One band member crouches and one stands with a katana in his hand. The background is orange.

Grapetooth: Grapetooth Album Review

By Tanner Meadows
Music Journalist

Artist: Grapetooth
Album: Grapetooth
Release Date: November 9th, 2018
Label: Polyvinyl Record Co.

“Are you violent?”

That’s the question to set the tone for the eponymously titled, debut release of the youthful, eclectic, and energetically passionate Grapetooth. Not so much provocation of aggression, the opening track, “Violent,” a bubbly, New Order-esque romp of synth and dance beats that gives the listener an overall impression of what’s to come, essentially asking of us, “are you down to party?” Grapetooth shows us that quality has no more of an obligation to gloom than it does to fun.

Consisting of Twin Peaks frontman Clay Frankel and Chicago producer Chris Bailoni, Grapetooth’s style is inspired from a variety of different artists and genres, influenced most heavily by a slew of new wave bands from across the globe, such as New Order, The Cure, Spacemen 3, and Fishmans. Though this is their first official release, the band has already made a name for itself in the Chicago area since 2010, built on nothing but their ecstatic and wild live shows. The term Grapetooth was coined by a friend of Frankel’s, an epithet referring to his chronically red-stained teeth, a result of his frequent consumption of wine.

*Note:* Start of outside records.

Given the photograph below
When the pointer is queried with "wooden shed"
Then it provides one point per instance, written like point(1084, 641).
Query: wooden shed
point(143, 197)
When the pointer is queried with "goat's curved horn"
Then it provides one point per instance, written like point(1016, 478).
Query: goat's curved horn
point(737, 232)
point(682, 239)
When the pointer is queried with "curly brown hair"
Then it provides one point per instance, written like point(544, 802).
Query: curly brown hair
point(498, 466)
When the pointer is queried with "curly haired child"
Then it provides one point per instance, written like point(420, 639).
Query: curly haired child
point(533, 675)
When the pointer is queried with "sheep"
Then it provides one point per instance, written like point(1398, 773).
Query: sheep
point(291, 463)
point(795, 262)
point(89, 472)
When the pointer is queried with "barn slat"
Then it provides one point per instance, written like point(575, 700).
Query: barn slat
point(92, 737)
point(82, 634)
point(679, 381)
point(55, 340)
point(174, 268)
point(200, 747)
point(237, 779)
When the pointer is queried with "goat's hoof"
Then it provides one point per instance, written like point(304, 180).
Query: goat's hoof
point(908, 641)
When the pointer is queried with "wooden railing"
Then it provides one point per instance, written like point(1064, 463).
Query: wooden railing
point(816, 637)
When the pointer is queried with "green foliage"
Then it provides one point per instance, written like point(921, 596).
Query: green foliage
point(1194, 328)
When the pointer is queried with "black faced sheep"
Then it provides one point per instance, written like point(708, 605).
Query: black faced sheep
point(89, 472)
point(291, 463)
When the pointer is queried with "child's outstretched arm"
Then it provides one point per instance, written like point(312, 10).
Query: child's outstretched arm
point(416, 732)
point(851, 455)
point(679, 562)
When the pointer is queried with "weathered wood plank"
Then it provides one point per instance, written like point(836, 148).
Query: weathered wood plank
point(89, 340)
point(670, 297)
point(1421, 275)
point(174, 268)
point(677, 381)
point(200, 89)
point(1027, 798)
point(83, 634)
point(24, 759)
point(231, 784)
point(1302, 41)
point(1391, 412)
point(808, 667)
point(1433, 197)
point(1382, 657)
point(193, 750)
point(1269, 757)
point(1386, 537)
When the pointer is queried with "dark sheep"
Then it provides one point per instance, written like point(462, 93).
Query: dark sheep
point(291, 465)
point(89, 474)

The record moves straight from the initial energy of the opening track into the very mellow “Red Wine,” a funky lull before the warbled, out of tune notes of a synth found in an alleyway bring in the third track, “Trouble,” a song that epitomizes Grapetooth’s ethos of anti-perfection, taking extra precaution to avoid anything too organized. Tracks like “Mile After Mile” and the closer, “Together,” folkishly disorganized in a similar fashion to Black Lips, afford calmer moments from the greater momentum of the other songs. All in all, Grapetooth’s sound reminisces on ’80s new wave bliss and John Hughes movie nostalgia before fusing it with a heap of other musical influences, fun being the guiding mentality in both writing the songs as well as performing them.